Who: Harrison Horst, junior sociology major (with minors in sustainability, international development, honors program).
Loves: the earth, music, cities, connecting across EMU’s various communities
Involvements: Earthkeepers co-president, Weather Vane co-editor, leader of the Jazz Band’s revitalization, Chamber Singers, EMU orchestra, peer tutor, works at Center for Sustainable Solutions, Y-Serve spring break trip leader …
That Earthkeepers was the first club Harrison Horst became involved with when he arrived at Eastern Mennonite University as a first-year from Lancaster County, Pennsylvania is a telling sign.
“I think in my heart, I am foremost an environmental advocate, or an advocate for the future of the world,” says Horst, now a junior and the club’s co-president.
In his role, he’s had to evaluate the club’s niche on campus among Sustainable Food Initiative, the recycling department, and the new Coalition for Climate Justice.
“We [Earthkeepers] chose the community building route intentionally,” says Horst. “Getting students connected to community members and just having conversations with people who care: that’s what we’ve achieved.”
Horst, a sociology major with minors in sustainability, international development and the honors program, says that these sorts of connections are one of EMU’s best assets. “The quality of relationships here is so high.”

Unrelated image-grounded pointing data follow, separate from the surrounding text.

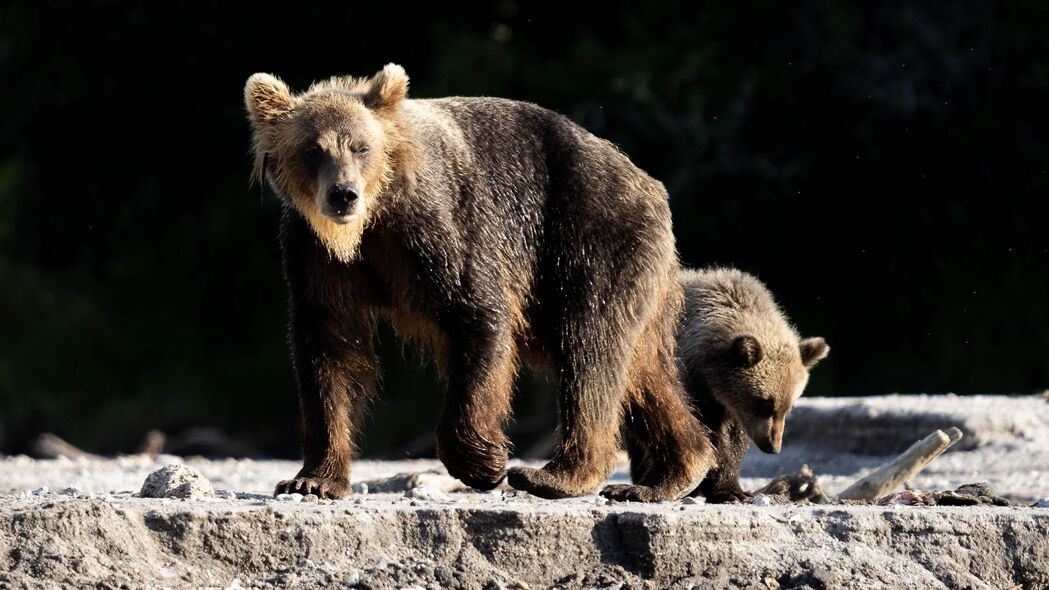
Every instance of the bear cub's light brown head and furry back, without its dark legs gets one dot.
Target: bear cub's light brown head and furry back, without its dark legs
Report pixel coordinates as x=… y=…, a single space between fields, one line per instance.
x=737 y=346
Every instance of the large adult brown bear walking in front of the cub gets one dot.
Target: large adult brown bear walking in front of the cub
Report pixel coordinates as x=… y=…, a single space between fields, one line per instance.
x=487 y=231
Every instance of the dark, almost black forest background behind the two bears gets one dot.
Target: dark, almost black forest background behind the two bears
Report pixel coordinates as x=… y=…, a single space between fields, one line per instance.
x=883 y=168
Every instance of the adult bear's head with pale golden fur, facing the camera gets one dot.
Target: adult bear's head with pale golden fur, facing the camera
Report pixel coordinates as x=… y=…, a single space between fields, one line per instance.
x=332 y=152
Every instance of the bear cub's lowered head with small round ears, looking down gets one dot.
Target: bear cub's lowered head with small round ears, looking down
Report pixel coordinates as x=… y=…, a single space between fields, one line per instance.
x=762 y=377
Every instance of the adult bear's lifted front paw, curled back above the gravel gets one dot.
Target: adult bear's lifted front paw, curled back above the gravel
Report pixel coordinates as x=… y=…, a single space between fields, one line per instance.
x=478 y=461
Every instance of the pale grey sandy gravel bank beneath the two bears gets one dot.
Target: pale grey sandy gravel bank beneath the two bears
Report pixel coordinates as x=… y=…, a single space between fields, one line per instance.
x=89 y=529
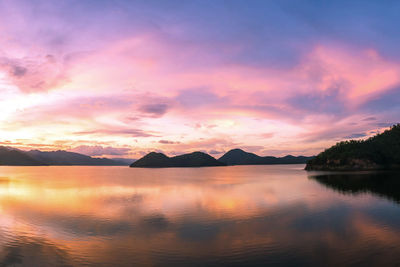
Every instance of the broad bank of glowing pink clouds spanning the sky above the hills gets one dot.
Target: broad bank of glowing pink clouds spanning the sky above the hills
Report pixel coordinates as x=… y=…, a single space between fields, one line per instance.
x=137 y=87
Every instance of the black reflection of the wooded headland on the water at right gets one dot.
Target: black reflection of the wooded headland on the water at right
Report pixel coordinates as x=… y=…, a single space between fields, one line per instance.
x=384 y=184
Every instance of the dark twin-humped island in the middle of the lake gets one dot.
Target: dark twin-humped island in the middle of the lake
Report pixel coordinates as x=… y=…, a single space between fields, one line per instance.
x=159 y=160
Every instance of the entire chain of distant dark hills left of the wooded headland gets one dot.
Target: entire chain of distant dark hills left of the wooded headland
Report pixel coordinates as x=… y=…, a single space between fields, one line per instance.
x=16 y=157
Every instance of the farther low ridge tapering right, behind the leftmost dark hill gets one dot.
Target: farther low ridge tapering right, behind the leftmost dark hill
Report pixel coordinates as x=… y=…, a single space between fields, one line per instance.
x=66 y=158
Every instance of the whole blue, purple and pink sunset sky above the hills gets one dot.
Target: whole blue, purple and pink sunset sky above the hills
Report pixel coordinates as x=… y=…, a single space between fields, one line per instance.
x=123 y=78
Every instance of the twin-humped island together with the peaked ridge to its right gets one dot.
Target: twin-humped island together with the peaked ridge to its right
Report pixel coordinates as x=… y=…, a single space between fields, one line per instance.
x=200 y=159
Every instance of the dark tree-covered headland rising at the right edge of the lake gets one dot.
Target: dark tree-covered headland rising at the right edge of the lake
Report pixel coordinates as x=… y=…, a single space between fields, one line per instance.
x=381 y=151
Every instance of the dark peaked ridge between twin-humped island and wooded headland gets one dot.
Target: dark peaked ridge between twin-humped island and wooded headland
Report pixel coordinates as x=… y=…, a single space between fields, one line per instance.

Those relationships have led Horst to become involved in other ways on campus, with each commitment intentionally made to help build different communities.
To help tell others’ stories, he co-edits the Weather Vane student newspaper. To create a community around the music he loves, he helped start a 15-member jazz band. To assist the professors he admires, he tutors. To bolster grassroots environmental activism, he attends local climate campaign “Renew Rocktown” meetings.

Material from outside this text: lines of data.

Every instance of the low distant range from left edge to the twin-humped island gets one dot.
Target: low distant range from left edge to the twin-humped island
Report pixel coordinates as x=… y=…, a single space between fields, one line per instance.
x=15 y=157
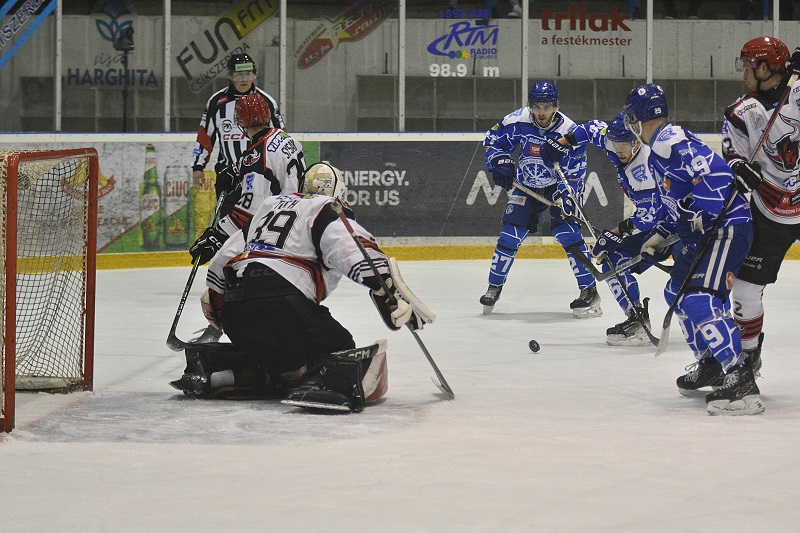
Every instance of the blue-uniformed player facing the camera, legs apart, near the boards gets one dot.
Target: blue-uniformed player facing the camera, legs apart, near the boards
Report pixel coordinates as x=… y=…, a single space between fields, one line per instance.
x=526 y=130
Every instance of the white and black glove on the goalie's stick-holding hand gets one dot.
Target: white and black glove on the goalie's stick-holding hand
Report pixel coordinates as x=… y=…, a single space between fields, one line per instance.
x=400 y=306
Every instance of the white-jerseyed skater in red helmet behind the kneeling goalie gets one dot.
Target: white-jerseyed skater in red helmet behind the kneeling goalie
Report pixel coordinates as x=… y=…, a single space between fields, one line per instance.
x=272 y=164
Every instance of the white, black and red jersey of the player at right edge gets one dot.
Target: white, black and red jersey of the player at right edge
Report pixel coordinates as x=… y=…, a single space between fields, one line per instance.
x=778 y=196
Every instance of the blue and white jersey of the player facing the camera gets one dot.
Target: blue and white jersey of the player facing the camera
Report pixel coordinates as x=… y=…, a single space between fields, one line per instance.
x=519 y=130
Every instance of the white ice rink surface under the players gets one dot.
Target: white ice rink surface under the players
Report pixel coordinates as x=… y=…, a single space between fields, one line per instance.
x=578 y=437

Future urban planner of just, sustainable cities
In his “spare time,” Horst began working for the Center for Sustainable Climate Solutions. This passion fuels Horst’s dreams of becoming an urban planner.
“It’s really important that cities are fair, just and sustainable,” he says.

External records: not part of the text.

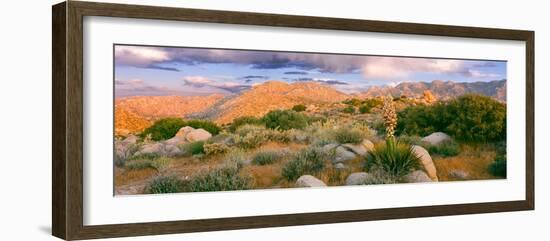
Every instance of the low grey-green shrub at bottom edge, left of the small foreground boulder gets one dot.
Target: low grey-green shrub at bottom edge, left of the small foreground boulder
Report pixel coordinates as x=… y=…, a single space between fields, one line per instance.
x=223 y=178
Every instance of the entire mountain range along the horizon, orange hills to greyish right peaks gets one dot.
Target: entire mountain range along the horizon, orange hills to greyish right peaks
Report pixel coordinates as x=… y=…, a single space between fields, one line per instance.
x=132 y=114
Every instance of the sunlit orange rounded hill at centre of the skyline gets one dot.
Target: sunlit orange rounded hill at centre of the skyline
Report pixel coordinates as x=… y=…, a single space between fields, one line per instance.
x=273 y=95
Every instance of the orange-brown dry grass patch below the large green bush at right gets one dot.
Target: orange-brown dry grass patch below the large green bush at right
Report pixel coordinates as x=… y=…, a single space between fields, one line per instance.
x=474 y=160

His fascination with cities began during a road trip after high school graduation. Each Southern city has a personality, he says: Asheville, “like that strange great-uncle you have who’s off-the-wall, but also really nice.” Memphis is “cool and chill, like waterfront jazz, blues and ribs.”
Horst then took the “Cities” colloquium, one of the innovative honors courses which changes topic and professor each semester.
“There are so many examples of cities around the world that are doing amazing things in terms of reducing their carbon footprint, having climate action plans, having awesome transportation systems, having awesome public care,” he says. “We need to learn from each other.”
Loves EMU’s ‘collaborative energy’
Horst loves helping his classmates learn, as well. He was drawn to tutoring after seeing his professors’ care for students “and how much they want them to succeed,” he says. Rather than traditional tutoring in the library, he is an “embedded tutor,” working with professors to engage students in group sessions that follow course curricula.
Group encouragement is also part of what makes jazz band “so uplifting,” he says. After 11 years of experience playing soprano, alto, tenor and baritone saxophone, he joined small jazz combos at EMU. Horst soon found that he missed the big-band energy experienced in high school and eventually gathered 14 other students to play together. Their first performance was at this semester’s Honors Weekend Banquet.
“It’s giving me a lot of life right now,” he says. Horst is also involved in chamber singers and wind ensemble.
Horst finds that collaborative energy at EMU in many places where people are passionate.
“The faculty here especially just really, really care about their students, what their students are doing, about social issues, about what life looks like here on campus, and I think that attitude … is transmitted to the students,” he says. “People here really care about things.”